Home > AI
545 views 26 mins 0 comments

Why Liquid Cooling Is Becoming the Default for AI‑Scale Data Centers

In AI, Technology
August 31, 2025
Why Liquid Cooling Becoming Default for AI

Big compute now runs hot. AI training clusters and high‑performance workloads have pushed servers and racks to power levels that traditional air systems struggle to handle. Fans are louder. Aisle temperatures are higher. Floor tiles and raised floors, once standard, are turning into bottlenecks. That is why liquid cooling has shifted from a niche to a mainstream option, not just for supercomputers but for commercial data centers in cities and industrial parks.
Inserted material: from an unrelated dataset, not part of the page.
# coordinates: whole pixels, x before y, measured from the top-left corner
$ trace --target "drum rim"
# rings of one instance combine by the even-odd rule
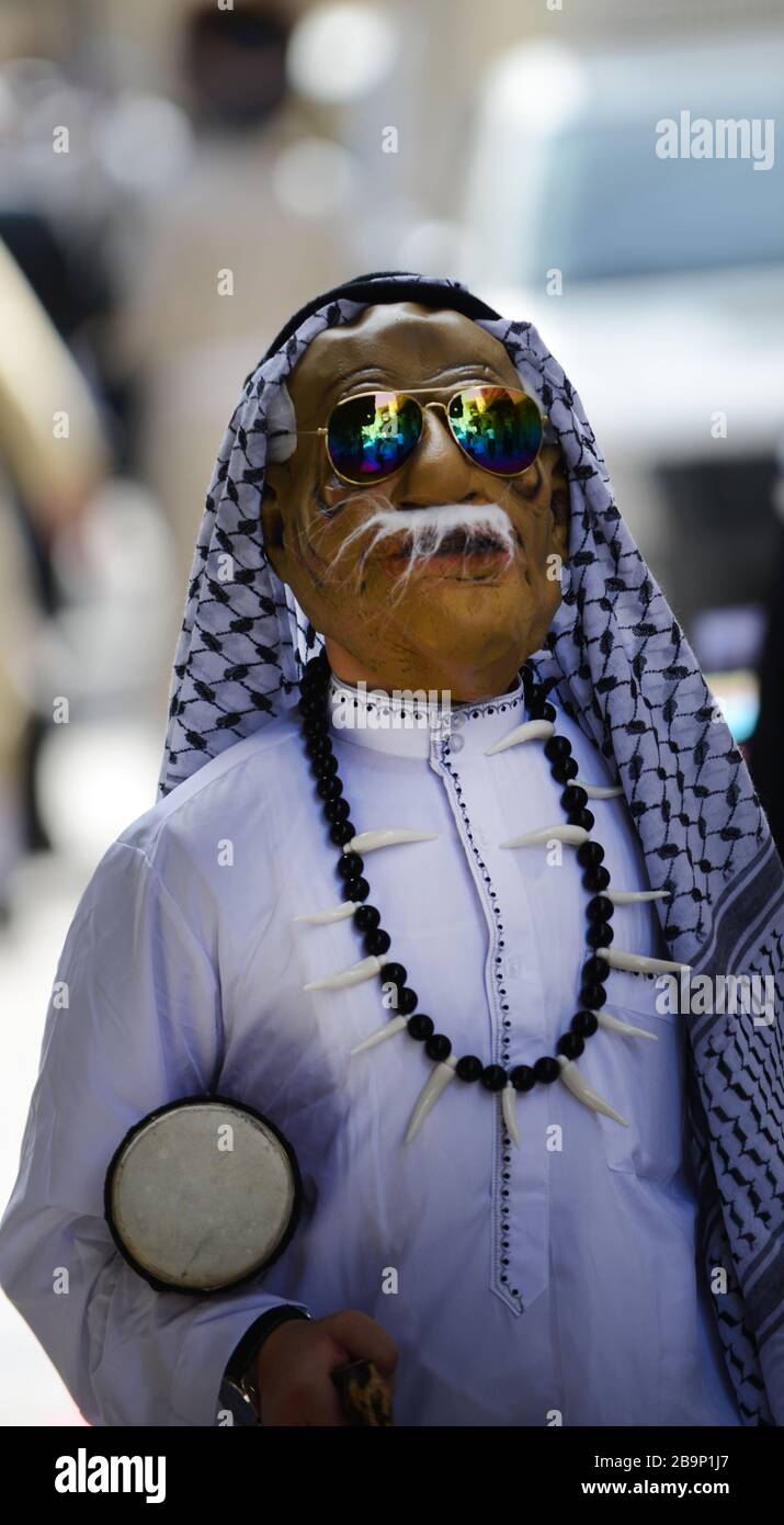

This story explains the physics, the hardware, and the facility changes behind that shift. It shows the trade‑offs between cold plates, rear‑door heat exchangers, and immersion tanks. It digs into coolant chemistry, corrosion, and leak management. It also looks at efficiency, waste heat recovery, and what it takes to retrofit a live room without drama. The goal: give you a practical, clear guide to what liquid cooling involves and why it matters now.

The heat problem no fan can solve

Modern accelerators are compact heaters. A single high‑end GPU routinely draws several hundred watts under load. Newer modules approach 1 kilowatt per device. Put eight to twelve of them on a board and the heat climbs fast. In dense racks, total draw of 80–150 kW is becoming common, with designs pushing beyond 200 kW. Air cooling has limits at these densities because air is a poor heat carrier. It has low thermal capacity and low conductivity compared to liquids.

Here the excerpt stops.